GitHub - mohapak/codal_scraper: Board of directors scraper from codal.ir

Codal Scraper

High-level Python toolkit for fetching and processing disclosure data from Codal.ir, the official information system for Iranian listed companies.

The library provides:

Synchronous client (CodalClient) for Codal's search API
Asynchronous client (AsyncCodalClient) for high‑throughput scraping
Data processing pipeline (DataProcessor) for cleaning, filtering, aggregating and exporting results
Board member scraper (BoardMemberScraper) for detailed هیئت‌مدیره information using Playwright/Crawlee
Utilities for Persian dates, text normalization, caching, and rate limiting

The codebase is structured as a reusable package (src/codal_scraper) with example scripts in examples/ and tests in tests/.

Installation

From source (this repo)

git clone https://github.com/mohapak/codal_scraper.git
cd codal_scraper
python -m venv .venv
source .venv/bin/activate  # On Windows: .venv\Scripts\activate
pip install -U pip
pip install -r requirements.txt

If you later publish to PyPI, users will be able to install with:

pip install codal_scraper

Optional extras

Some features are optional and require extra dependencies:

Async board scraping (BoardMemberScraper): crawlee[playwright], playwright
Network visualization: pyvis

You can install everything (for development) with:

pip install -r requirements.txt

Quick start

Synchronous: search Codal and export to Excel

from pathlib import Path
from codal_scraper import CodalClient, DataProcessor

output_dir = Path("output")
output_dir.mkdir(exist_ok=True)

# Search for هیئت‌مدیره changes (letter code ن-45) in a date range
with CodalClient() as client:
    letters = client.search_board_changes(
        from_date="1402/01/01",
        to_date="1402/12/29",
        max_pages=5,
    )

processor = DataProcessor(letters)
processor.add_letter_descriptions()
processor.to_excel(output_dir / "board_changes.xlsx")

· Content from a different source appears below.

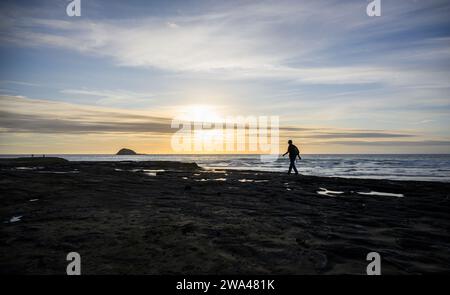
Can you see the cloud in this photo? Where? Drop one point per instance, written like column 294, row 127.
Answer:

The examples/basic_usage.py script contains more end‑to‑end demos:

Search board changes
Search by symbol
Fetch financial statements
Chain multiple processing steps and export to CSV/Excel/JSON/Parquet

Asynchronous: high‑throughput fetching

import asyncio
from pathlib import Path
from codal_scraper import AsyncCodalClient, DataProcessor

async def main():
    async with AsyncCodalClient(max_concurrent=5) as client:
        letters = await client.fetch_board_changes(
            from_date="1402/01/01",
            to_date="1402/12/29",
            max_pages=20,
        )

    processor = DataProcessor(letters)
    processor.add_letter_descriptions()
    processor.to_excel(Path("output") / "async_board_changes.xlsx")

asyncio.run(main())

See examples/async_usage.py for:

Basic async fetching
Fetching multiple symbols concurrently
Progress reporting
Comparing sync vs async performance

Scraping detailed board member data (هیئت‌مدیره)

import asyncio
from pathlib import Path
from codal_scraper import CodalClient, BoardMemberScraper

async def main():
    output_dir = Path("output")
    output_dir.mkdir(exist_ok=True)

    # 1) Get board‑change announcements and URLs
    with CodalClient() as client:
        letters = client.search_board_changes(
            from_date="1402/06/01",
            to_date="1402/12/29",
            max_pages=5,
        )
        urls = client.extract_letter_urls(letters)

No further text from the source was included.